I don’t know about you, but the way I understand the English language, that’s not an endorsement.  Not even the backhanded kind that happens on the weird scape of Twitter. An echo of how Trump and Bannon don’t really see eye-to-eye anymore? Yeah.

Perils of Scope Creep

Realistically, given that official government construction is now well underway, that’s probably the last piece of fencing Kolfage and friends should be involved with.  Logically, We Build The Wall, Inc. should have declared victory, killed the donation links, and executed an orderly clearinghouse shutdown by giving donors the choice of returning their money or forwarding it to a menu of other conservative causes, of which there are a plethora.

But that’s not how 501(c4) ‘s usually go once they are gain inertia.  That “educational” mission to preach to the faithful while doing less substantively is a temptation that besets the vast universe of special interest organizations. For a lot of them, with the original mission waning, the original organizers turn to their advisors.  And in the case of We Build the Wall, Inc., in my opinion, those advisors have probably not advised Mr. Kolfage well.  They should have told him to follow the lead of President Trump. But the board of advisors is chaired by Steve Bannon, whom everyone knows did not leave the President’s employ on the best of terms. He also has that streak in him that wants to be proven winner at the end of the day that a lot of DC pundits share as their form of drug addiction.


Still, the general counsel is former Kansas Secretary of State Kris Kobach, a firebrand conservative himself. Other advisors that were drawn to Kolfage’s cause include equally luminary conservative figures John Moran, Erik Prince, Robert Spaulding, Tom Tancero, David Alexander Clarke, and Curt Schilling.

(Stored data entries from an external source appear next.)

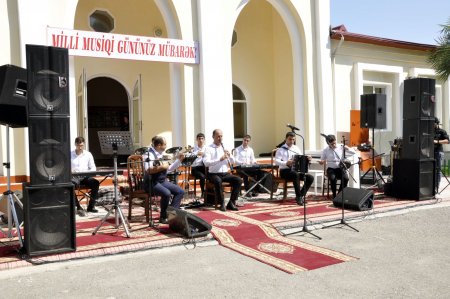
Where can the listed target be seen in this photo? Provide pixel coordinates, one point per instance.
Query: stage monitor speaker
(48, 80)
(13, 96)
(187, 224)
(414, 179)
(49, 225)
(418, 98)
(49, 150)
(373, 111)
(355, 199)
(418, 139)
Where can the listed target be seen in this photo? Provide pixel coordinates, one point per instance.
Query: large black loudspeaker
(49, 150)
(13, 96)
(418, 98)
(48, 115)
(187, 224)
(49, 225)
(48, 81)
(373, 111)
(355, 199)
(414, 179)
(418, 139)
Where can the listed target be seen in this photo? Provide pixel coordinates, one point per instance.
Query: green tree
(440, 57)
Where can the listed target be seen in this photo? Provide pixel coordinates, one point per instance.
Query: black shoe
(92, 210)
(81, 212)
(300, 201)
(231, 206)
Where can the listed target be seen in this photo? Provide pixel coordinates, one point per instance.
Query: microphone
(326, 137)
(292, 127)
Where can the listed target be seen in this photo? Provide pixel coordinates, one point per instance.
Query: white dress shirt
(213, 153)
(82, 162)
(333, 156)
(244, 156)
(284, 154)
(154, 155)
(199, 160)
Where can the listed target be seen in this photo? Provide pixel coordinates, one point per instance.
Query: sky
(407, 20)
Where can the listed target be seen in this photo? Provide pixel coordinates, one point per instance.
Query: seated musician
(156, 177)
(332, 155)
(284, 158)
(197, 167)
(220, 162)
(83, 161)
(244, 155)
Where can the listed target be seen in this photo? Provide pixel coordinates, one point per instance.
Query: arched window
(240, 115)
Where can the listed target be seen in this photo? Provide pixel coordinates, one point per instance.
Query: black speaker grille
(418, 98)
(418, 139)
(373, 111)
(49, 150)
(48, 74)
(49, 219)
(413, 179)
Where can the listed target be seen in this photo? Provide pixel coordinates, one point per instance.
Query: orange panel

The organizational decline pattern is painfully predictable. Administrative costs begin to rise. The Washington lobbying practices of engaging “vendors” and incurring rising operating expenses just to keep the money-raising infrastructure spiral going become an organizational trap. The biggest vendor benefactor these days is the vast internet advertising industry was paying to create echo chambers to influence donors, or voters claim pirate’s fortunes at microchip speed.

Over time, as the mission becomes listless, the purpose of the spending becomes more and more muddled. Less and less justifiable to outsiders. The apparatus used for non-core mission purposes. And in the case of an organization taking in funds across an entire country over the internet, the potential that listlessness will be misused and seen by authorities as wire fraud, whether it is or not.

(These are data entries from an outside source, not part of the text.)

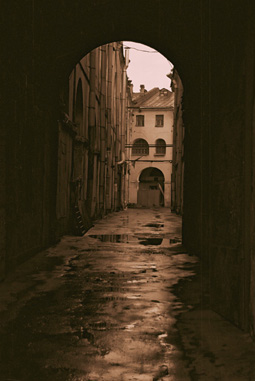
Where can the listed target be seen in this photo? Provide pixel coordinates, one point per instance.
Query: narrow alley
(120, 303)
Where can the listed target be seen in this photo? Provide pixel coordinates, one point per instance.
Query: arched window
(160, 147)
(140, 147)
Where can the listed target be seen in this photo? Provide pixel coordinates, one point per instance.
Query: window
(160, 147)
(140, 147)
(140, 120)
(159, 121)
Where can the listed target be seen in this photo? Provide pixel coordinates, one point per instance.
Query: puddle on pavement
(126, 238)
(154, 225)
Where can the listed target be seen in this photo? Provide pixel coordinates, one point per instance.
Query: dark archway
(151, 188)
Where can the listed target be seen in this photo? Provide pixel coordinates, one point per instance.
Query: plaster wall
(150, 133)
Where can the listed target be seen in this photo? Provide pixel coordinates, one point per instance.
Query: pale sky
(149, 69)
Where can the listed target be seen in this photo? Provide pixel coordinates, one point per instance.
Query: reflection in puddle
(151, 241)
(154, 225)
(126, 238)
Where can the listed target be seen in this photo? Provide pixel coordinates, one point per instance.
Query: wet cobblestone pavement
(105, 307)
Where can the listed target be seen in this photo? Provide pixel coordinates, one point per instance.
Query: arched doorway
(151, 188)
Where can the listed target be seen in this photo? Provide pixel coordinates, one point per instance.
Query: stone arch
(151, 187)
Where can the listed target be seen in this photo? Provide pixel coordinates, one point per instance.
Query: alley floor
(121, 303)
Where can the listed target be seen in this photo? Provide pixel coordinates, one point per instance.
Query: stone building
(178, 144)
(92, 139)
(150, 147)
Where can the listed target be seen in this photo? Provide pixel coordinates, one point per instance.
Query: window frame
(142, 118)
(136, 148)
(160, 148)
(159, 124)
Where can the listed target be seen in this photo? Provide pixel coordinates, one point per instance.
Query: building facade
(92, 138)
(149, 151)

The controls, oversight, and suspicion of authorities over such organizations like these are intense for a reason. They are rife with temptations that beguile the frailty of human character. If one is driven with the belief the end justifies the means, that fragility is a tripwire with a bear claw trap attached to it. It’s a vulnerability best avoided.

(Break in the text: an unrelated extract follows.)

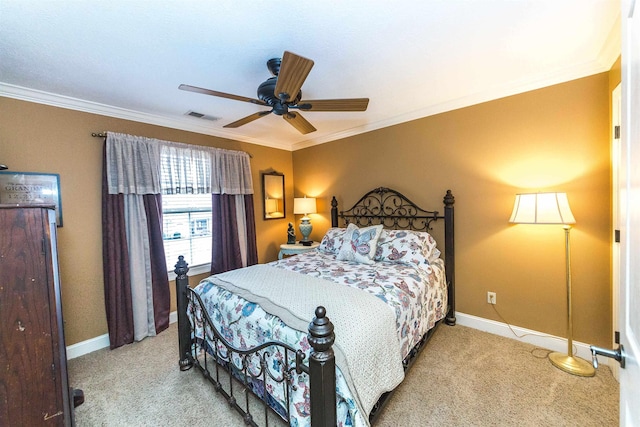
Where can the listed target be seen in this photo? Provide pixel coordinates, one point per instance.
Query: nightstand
(295, 249)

I think that’s kind of the lesson here. If you have a cause, and it doesn’t matter what that cause is, left or right, it’s important to stay true to the core of it. Even more important, know when you are done. That old and wise admonition about knowing where your goal line is and ending on a win-win very much applies here.


Mr. Kolfage should have recognized that once Fisher Sand and Gravel won a real government contract a year ago, it meant Donald Trump had the ball and was running with it. He should have smiled and called it a day.